Berit, You are right, ataluren is safe and well tolerated. I'm thankful that you believe it has demonstrated efficacy on low dose. As you know there are statistical requirements that must be met in order to demonstrate efficacy. to repeat: In the pivotal study, high and low dose were tested. As you know. the trial was terminated when the high dose failed to show efficacy. Clearly after significant analysis of the data, it appears that the low dose had an effect, demonstrated a trend toward benefit. As you might imagine, another study needs to be conducted to determine if the low dose meets statistical relevance and to learn if the low dose (10/10/20) is the 'best dose'.
I'm sure, by now you have a headache. In our heart of hearts, we think ataluren provides benefit. At the same time, FDA wants to insure drugs are both safe and effective. We can agree that they are 'risk adverse' and need to learn more about DMD, how difficult it is to tease out benefit, how subsets of boys may respond differently -better or worse. This is exactly why we met with FDA and have ongoing meetings planned. It is 'tricky' as Dr. Temple said during our meeting. Drugs/biologics have to reach statistical relevance in order to prove that a certain drug or biologic works and that there is less than 5% chance (p value. p=0.05) that whatever we are seeing did not happen by chance, fluck, luck. That the effect is real.
Mindy, while you have the sense that ataluren meets the requirements for subpart H, it is not be the case. Clearly the drug is safe and well tolerated. I also realize this seems quite straightforward to all of us who believe the drug provides benefit on low dose. That said, Regulatory Authorities need to agree and at this moment, ataluren has not been approved in the US or Europe.
We recently met with the Neurology division of FDA. Dr.

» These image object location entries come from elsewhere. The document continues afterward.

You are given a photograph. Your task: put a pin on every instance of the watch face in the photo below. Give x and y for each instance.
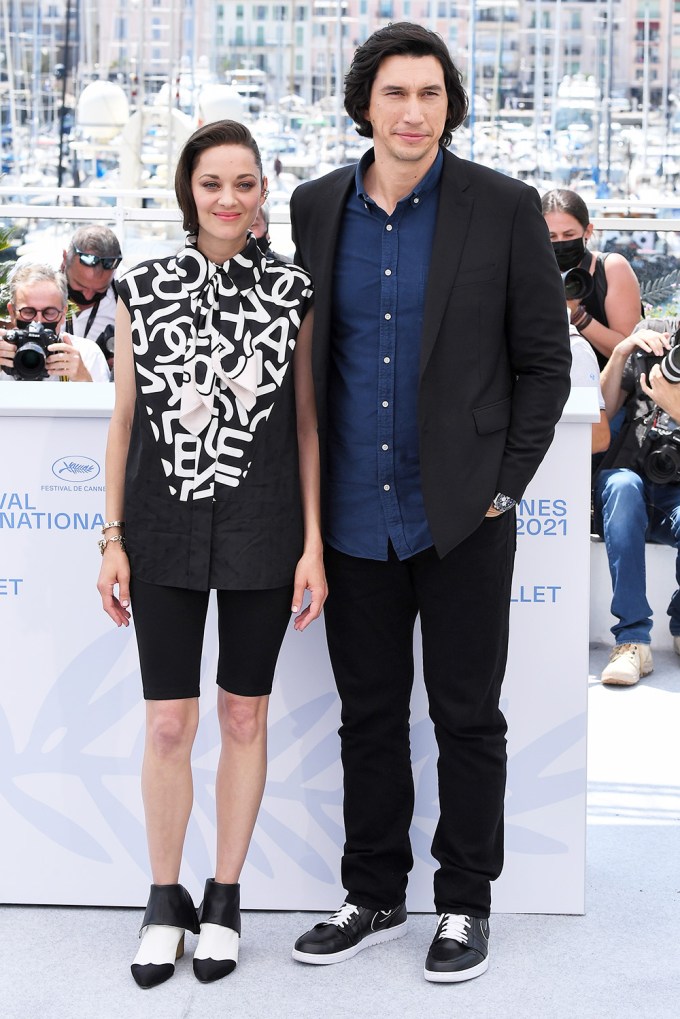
(503, 502)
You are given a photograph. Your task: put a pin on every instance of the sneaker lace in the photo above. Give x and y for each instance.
(454, 926)
(343, 915)
(621, 650)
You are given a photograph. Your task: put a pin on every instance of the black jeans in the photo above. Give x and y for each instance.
(464, 604)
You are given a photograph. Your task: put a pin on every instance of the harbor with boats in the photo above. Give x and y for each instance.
(87, 139)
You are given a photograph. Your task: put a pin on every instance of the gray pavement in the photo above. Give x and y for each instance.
(621, 960)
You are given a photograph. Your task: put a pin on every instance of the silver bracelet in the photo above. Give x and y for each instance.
(103, 542)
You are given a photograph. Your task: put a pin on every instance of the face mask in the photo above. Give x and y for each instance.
(79, 298)
(569, 253)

Temple said that there is NO conditional approval in the US. Rather, accelerated approval is possible, based on certain requirements and an agreed upon follow-on study. At this moment, ataluren has not met the requirements for accelerated approval.

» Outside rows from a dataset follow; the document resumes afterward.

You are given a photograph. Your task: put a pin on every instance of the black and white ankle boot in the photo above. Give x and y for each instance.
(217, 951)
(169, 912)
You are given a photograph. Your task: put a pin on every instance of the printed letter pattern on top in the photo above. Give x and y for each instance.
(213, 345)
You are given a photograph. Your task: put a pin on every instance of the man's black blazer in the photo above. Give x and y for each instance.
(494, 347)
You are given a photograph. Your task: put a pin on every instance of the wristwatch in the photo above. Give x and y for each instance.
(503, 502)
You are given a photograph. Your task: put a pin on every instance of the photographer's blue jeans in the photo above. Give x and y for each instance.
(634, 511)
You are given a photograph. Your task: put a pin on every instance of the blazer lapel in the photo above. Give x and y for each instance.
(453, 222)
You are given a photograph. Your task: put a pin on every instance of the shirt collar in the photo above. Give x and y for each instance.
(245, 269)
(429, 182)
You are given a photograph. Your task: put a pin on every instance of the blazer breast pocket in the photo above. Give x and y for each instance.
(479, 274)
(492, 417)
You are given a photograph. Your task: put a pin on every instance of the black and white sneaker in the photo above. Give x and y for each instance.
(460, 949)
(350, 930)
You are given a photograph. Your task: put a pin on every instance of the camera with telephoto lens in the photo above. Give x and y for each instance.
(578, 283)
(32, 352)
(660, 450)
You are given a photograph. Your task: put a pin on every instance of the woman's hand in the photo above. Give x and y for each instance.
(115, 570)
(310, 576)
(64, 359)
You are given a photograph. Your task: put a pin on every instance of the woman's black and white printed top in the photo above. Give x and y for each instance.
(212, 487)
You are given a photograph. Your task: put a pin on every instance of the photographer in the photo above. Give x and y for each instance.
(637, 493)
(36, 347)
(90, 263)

PTC is working very hard on regulatory issues in the US and Europe. Dr. Jay Barth will be presenting during PPMD's annual meeting. I am certain he will be able to answer most if not all of your questions.

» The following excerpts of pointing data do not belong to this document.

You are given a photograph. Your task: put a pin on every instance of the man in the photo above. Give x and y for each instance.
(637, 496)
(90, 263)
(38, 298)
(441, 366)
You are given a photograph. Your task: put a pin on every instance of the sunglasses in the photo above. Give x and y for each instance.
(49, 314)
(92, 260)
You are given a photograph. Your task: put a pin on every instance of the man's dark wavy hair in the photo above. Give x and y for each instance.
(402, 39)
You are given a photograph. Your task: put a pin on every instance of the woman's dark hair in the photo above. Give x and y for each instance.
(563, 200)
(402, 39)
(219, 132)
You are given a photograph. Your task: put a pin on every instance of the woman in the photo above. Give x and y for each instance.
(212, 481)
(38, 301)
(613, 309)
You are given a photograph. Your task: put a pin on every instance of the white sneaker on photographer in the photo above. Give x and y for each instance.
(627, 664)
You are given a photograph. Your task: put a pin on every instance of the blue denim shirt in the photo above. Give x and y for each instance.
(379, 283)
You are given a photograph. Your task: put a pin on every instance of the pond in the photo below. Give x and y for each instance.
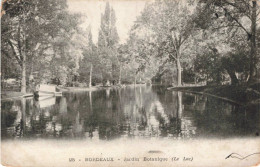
(141, 112)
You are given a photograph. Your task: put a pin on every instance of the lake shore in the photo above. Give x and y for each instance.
(5, 95)
(247, 95)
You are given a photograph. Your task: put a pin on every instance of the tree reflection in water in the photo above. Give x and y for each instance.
(131, 112)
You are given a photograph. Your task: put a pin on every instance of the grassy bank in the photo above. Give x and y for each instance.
(248, 95)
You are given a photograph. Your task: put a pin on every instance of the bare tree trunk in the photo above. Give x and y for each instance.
(253, 52)
(23, 83)
(120, 71)
(135, 79)
(90, 76)
(179, 71)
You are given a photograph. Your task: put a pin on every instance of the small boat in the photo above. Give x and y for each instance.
(47, 90)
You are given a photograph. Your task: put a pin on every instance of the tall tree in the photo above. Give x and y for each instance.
(233, 15)
(30, 28)
(170, 22)
(108, 39)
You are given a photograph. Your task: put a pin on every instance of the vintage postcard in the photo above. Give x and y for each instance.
(130, 83)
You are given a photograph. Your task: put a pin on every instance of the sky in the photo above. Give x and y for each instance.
(126, 13)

It's a nightmare to even think about exon skipping after reading all this. At this speed, 100 years from now there might be a treatment approved for Duchenne. I wonder how much more clear we can be that our boys are dying, they are dying NOW. They do not have time to wait for this. How can we make these people get it? The rules need to be relaxed otherwise we'll just continue to watch these boys passing away while looking at drugs that can slow their progression go from study to study to study.